LA SAGA DEL RENEGADO N. XLI (41)
La sucesión de disparates del locuaz mandatario, no permiten dar respuestas en tiempo y forma. En el acto del 18 de mayo, Mujica se despacho con una serie de tilinguerías como nos tiene acostumbrados.
Esta especie de mezcla de Cantinflas, Payaso plinplin y Nardone de izquierda, lanzó una serie de filosofadas dignas del diccionario del disparate.
Mujica llamó a“no trasladar a las nuevas generaciones de militares las frustraciones de la nuestra” y a no actuar con odio”, “cultivar la tolerancia” y se acordó de Artigas con la frase “de clemencia para los vencidos” es una filosofía, una forma de pararse en la vida.
También manifestó que el amor es ciego, pero que el odio también es ciego.
“Y el odio hay que sujetarlo adentro de nuestras achuras porque el odio apenas sirve para la barbarie", afirmó el presidente.
"Sabemos que hay dolores ocultos. Sabemos que hay viejas que lloran por los huesos de sus hijos; que hay mucho dolor, que hay mucha injusticia", afirmó Mujica, y el mandatario llamó a la unidad afirmando: "No podemos trasladarle a las nuevas generaciones de militares las frustraciones de las nuestras, porque necesitamos un país convivible".
"Y lo digo yo, que soy un viejo que se puso un arma al cinto", destacó.
El mandatario afirmó que desea que "en los próximos 200 años cuando se festejen vivamos en un continente donde las armas y los ejércitos son una cuestión de arqueología, porque el hombre pudo salir de su barbarie". Y señaló que un sueño a perseguir es "entender que los hombres pueden y deben convivir y negociar sus diferencias por otros caminos".
HASTA AQUÍ MUJICA
LA REALIDAD DE LA LUCHA DE CLASES
Se puede amar a la justicia, pero se debe odiar a la injusticia.
Se puede amar a la clase trabajadora, pero se debe odiar a los explotadores burgueses. Se puede amar a un luchador social, pero se debe odiar a quien lo reprime o tortura. Se puede amar a un compañero de lucha, pero se debe odiar al traidor.
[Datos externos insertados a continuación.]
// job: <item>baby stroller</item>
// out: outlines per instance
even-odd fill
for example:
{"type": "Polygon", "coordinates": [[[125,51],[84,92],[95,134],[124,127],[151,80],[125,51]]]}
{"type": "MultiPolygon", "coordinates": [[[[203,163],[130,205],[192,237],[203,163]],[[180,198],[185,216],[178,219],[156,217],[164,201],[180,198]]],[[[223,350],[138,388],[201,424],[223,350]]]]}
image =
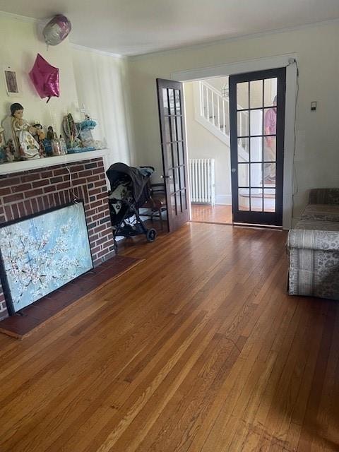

Se debe amar a una clase la explotada y odiar a la clase que explota.
Se puede y debe amar a los países sojuzgados, oprimidos y odiar al imperialismo,
Se debe amar al torturado y odiar al torturador. Se debe amar al desaparecido y odiar al genocida.
El amor y el odio es una misma moneda de dos caras y en la ciencia marxista, que es la ideología de los trabajadores se denomina lucha y unidad de los contrarios, de la misma manera en el plano social, los trabajadores y los burgueses están unidos y en lucha, con intereses antagónicos e irreconciliables.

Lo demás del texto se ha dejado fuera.